Cloudflare Takes on Big AI: It Will Block Bots That Don’t Pay for Content Access

The company takes a stand for creators and announces the “Content Independence Day”: no compensation, no access.

For decades, the agreement was clear: search engines crawl content, index it, and in return, they deliver traffic to you. Websites gained exposure, advertising revenue, or subscriptions, and users found what they were looking for. An imperfect but functional balance.

But that balance has been shattered.

Cloudflare, one of the most influential companies in Internet infrastructure, has announced that starting July 1, it will automatically block AI bots that crawl sites without authorization or financial compensation. This change affects more than 60 million websites protected by its network by default.

The measure, dubbed “Content Independence Day,” marks a turning point in the relationship between content creators and AI giants.

The New Digital Expropriation

“We are witnessing a familiar story unfold: large tech companies benefit from the work of millions without giving anything in return,” explained Matthew Prince, CEO of Cloudflare. “Traffic is no longer coming in, but crawlers continue to extract content on a massive scale.”

And the data backs up his complaint: for every visit OpenAI sends to a website, its bot has accessed it up to 1,700 times. Anthropic is even worse, with 73,000 accesses for each click back.

In comparison, the already criticized Google model maintained an average of 14 accesses per derived visit. With the arrival of AI-generated direct answers, links are disappearing along with the traffic.
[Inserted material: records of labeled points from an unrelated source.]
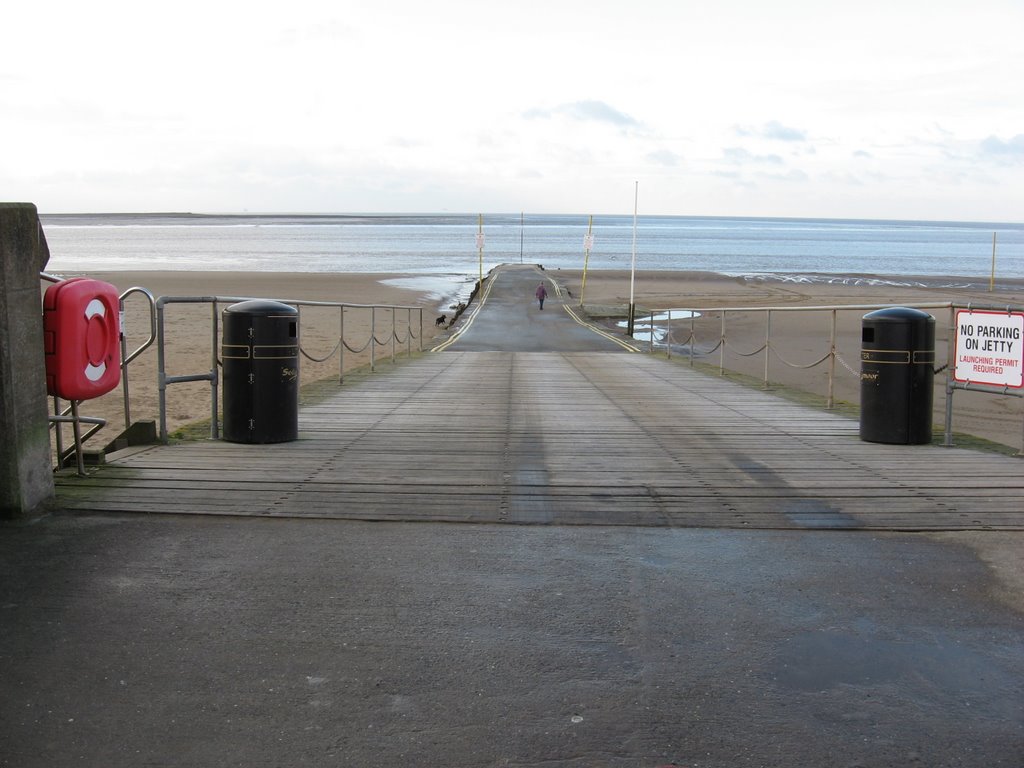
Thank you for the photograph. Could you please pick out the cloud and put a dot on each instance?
(773, 130)
(589, 111)
(1009, 152)
(739, 156)
(664, 157)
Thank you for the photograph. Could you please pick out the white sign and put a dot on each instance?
(989, 348)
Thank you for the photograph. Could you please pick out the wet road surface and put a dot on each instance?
(202, 640)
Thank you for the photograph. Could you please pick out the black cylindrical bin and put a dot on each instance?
(897, 370)
(260, 354)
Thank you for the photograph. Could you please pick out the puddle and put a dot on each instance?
(819, 660)
(444, 289)
(643, 330)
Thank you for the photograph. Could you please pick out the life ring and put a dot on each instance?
(81, 327)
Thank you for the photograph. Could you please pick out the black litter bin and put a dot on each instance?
(260, 354)
(897, 370)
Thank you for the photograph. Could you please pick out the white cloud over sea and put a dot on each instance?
(889, 110)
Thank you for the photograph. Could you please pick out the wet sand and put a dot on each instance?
(797, 338)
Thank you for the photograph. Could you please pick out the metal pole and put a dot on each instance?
(830, 400)
(668, 336)
(479, 245)
(77, 429)
(124, 367)
(991, 280)
(161, 373)
(58, 432)
(767, 346)
(947, 437)
(588, 243)
(721, 348)
(520, 236)
(633, 263)
(214, 427)
(693, 335)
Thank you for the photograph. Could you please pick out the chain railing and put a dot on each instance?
(393, 338)
(769, 348)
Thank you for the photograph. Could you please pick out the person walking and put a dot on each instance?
(541, 294)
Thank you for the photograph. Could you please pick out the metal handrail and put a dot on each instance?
(832, 355)
(164, 380)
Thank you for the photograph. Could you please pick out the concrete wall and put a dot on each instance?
(26, 472)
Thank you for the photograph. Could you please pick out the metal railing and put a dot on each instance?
(71, 415)
(373, 342)
(830, 356)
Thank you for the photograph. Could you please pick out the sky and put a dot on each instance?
(875, 109)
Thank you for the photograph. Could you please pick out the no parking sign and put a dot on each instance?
(989, 348)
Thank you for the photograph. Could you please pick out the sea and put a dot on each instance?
(460, 244)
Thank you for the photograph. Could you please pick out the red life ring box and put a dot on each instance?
(82, 338)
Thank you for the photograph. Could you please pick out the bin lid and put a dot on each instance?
(260, 307)
(898, 314)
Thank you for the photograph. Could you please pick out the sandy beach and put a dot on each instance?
(798, 338)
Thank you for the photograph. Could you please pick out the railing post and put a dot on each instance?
(124, 365)
(693, 335)
(721, 348)
(767, 346)
(341, 344)
(830, 399)
(161, 373)
(668, 336)
(214, 425)
(947, 437)
(58, 432)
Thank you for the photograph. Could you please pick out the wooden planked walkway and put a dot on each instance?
(571, 438)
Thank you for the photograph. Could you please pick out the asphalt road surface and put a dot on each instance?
(132, 640)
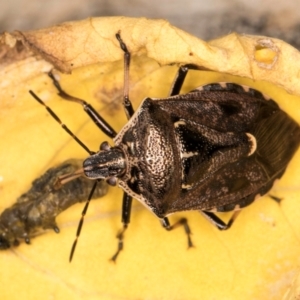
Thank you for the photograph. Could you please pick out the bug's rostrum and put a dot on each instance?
(105, 164)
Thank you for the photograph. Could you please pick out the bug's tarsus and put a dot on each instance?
(182, 222)
(180, 77)
(56, 229)
(55, 117)
(126, 101)
(120, 237)
(275, 198)
(217, 222)
(82, 220)
(92, 113)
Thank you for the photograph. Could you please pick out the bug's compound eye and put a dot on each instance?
(4, 243)
(112, 181)
(105, 146)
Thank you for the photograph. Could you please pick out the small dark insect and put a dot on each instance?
(215, 148)
(37, 209)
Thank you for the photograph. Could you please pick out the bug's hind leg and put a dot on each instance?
(182, 222)
(217, 222)
(126, 210)
(180, 77)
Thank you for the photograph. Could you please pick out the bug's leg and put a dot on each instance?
(92, 113)
(178, 81)
(182, 222)
(126, 101)
(56, 118)
(82, 219)
(126, 210)
(217, 222)
(180, 77)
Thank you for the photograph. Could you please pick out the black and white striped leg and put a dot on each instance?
(126, 211)
(182, 222)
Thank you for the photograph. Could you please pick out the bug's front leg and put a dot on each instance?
(126, 211)
(182, 222)
(217, 222)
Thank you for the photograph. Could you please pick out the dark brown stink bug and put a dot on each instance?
(36, 210)
(213, 149)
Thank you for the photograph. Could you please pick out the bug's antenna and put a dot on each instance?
(57, 119)
(82, 220)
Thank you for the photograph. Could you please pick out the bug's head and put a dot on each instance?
(108, 163)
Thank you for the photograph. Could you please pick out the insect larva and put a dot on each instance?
(37, 209)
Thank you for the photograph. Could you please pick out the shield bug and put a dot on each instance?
(213, 149)
(37, 209)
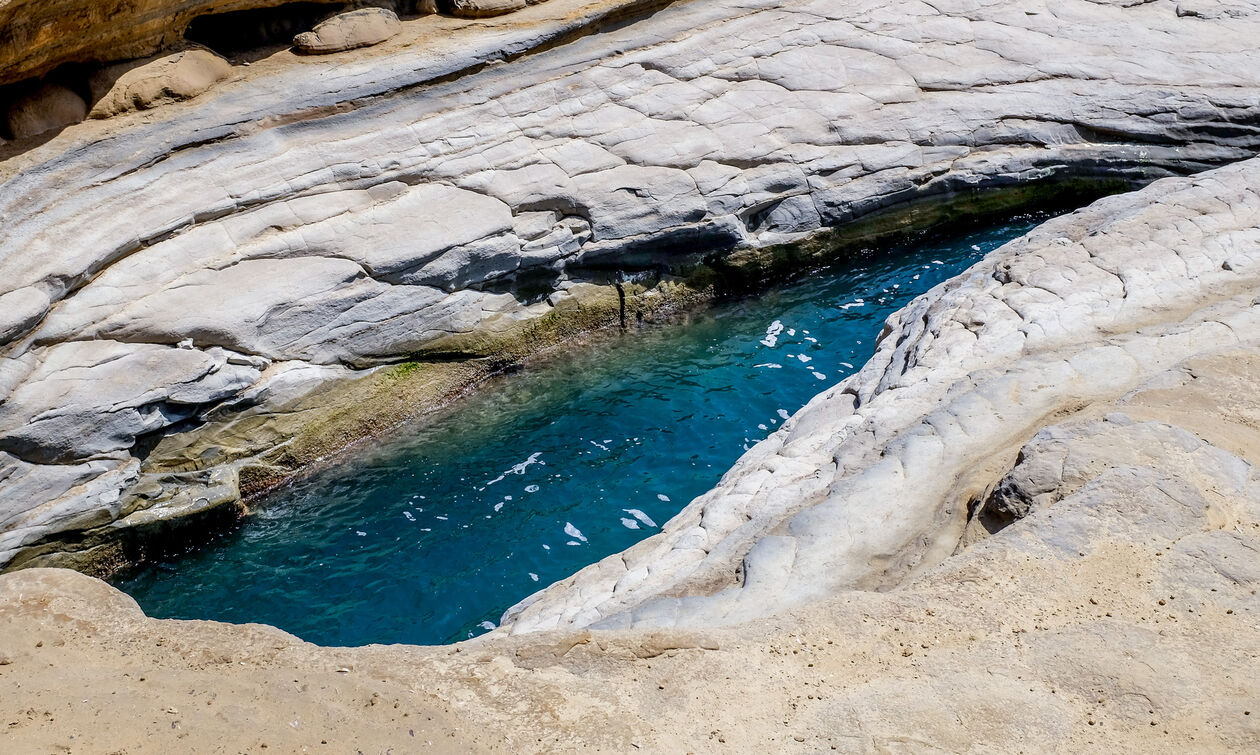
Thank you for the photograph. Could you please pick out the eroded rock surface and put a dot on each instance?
(170, 78)
(1116, 614)
(873, 480)
(349, 30)
(344, 214)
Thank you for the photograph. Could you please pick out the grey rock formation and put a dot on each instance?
(348, 213)
(480, 9)
(349, 30)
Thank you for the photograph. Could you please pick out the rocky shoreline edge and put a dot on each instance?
(1030, 522)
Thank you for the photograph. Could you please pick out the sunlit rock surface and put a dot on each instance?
(337, 213)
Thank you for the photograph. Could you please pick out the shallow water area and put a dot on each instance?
(431, 535)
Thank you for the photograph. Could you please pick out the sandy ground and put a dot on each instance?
(1130, 642)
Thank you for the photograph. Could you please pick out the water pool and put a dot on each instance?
(430, 536)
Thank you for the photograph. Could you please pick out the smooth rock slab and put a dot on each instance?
(170, 78)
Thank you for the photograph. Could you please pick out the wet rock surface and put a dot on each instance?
(1028, 522)
(451, 218)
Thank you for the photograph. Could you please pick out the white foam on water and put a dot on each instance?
(773, 334)
(640, 516)
(518, 468)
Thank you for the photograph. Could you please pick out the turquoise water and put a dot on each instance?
(430, 536)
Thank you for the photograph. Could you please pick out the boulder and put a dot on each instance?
(156, 81)
(349, 30)
(52, 106)
(480, 9)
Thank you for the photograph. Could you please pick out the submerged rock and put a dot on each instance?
(353, 213)
(349, 30)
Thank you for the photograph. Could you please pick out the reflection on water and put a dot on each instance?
(431, 536)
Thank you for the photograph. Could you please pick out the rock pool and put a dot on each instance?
(431, 535)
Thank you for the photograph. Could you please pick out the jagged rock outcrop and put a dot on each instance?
(37, 35)
(1030, 522)
(873, 480)
(344, 217)
(1116, 614)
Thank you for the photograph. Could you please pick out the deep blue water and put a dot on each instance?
(430, 536)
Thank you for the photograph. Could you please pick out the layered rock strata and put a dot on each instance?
(878, 478)
(304, 227)
(38, 35)
(1115, 613)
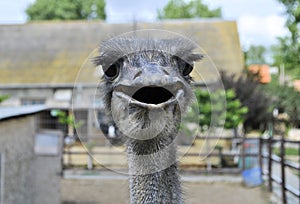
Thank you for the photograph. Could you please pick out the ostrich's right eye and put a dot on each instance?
(112, 72)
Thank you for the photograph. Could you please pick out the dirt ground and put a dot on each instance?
(111, 191)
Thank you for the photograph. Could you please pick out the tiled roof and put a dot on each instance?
(53, 52)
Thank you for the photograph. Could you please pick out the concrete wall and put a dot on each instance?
(16, 143)
(28, 178)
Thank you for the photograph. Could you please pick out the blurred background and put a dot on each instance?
(50, 114)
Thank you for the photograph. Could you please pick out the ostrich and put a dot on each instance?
(146, 89)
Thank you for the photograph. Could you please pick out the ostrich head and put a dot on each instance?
(146, 86)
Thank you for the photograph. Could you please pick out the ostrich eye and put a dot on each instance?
(184, 67)
(112, 72)
(187, 69)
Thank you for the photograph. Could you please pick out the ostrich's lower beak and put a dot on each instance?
(151, 97)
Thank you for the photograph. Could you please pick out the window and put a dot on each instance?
(32, 101)
(46, 144)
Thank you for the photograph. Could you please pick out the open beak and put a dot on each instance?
(151, 97)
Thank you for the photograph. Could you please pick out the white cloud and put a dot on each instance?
(260, 30)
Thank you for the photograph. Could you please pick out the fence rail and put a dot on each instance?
(281, 160)
(260, 150)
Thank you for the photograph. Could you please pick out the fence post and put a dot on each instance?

And with traffic goes the potential to monetize content.

A New Model: Pay for Each Crawl

The solution proposed by Cloudflare is not just a block. The company has also announced “Pay per Crawl,” a digital marketplace where AI bots will need to pay for each access to the content they consume.

Publishers will be able to set customized fees depending on the usage: whether for training language models, generating responses, searching for data, or performing analyses. “Traffic has ceased to be a good indicator of value. The content that fills gaps in knowledge is much more valuable than the umpteenth repetition,” explains Prince.

The system aims to be fairer for creators and more sustainable for the development of artificial intelligence, which relies on that content to keep learning.

Is the Open Internet Fracturing?

This movement raises an uncomfortable question: can we still speak of an open web if you have to pay to access it?

For Cloudflare, the answer is clear: the web is no longer as open as it once was. AI-generated answers are emptying the traditional model of meaning. Therefore, it’s time to reinvent it. “We do not want to close the web. We want those who create value to receive a part of that value,” states Prince.

Prominent media outlets like TIME, Condé Nast, and The Atlantic have already joined the movement, denouncing the loss of traffic caused by generative AI. More and more publishers are starting to view AI models not as partners, but as silent predators.

Towards a Fairer Future for Creators

Cloudflare is not alone in this crusade. It is working with economists, researchers, and technologists to define new metrics of value. The ambition is grand: to create a new knowledge economy where useful, verified, and original data is paid for what it contributes, not for what it generates in clicks.

The “Content Independence Day” is just the beginning. And while many questions remain open—how will content be valued? will it be profitable? who controls access?—something has changed.

Because when even the foundations of the Internet are questioned, it’s time to rebuild.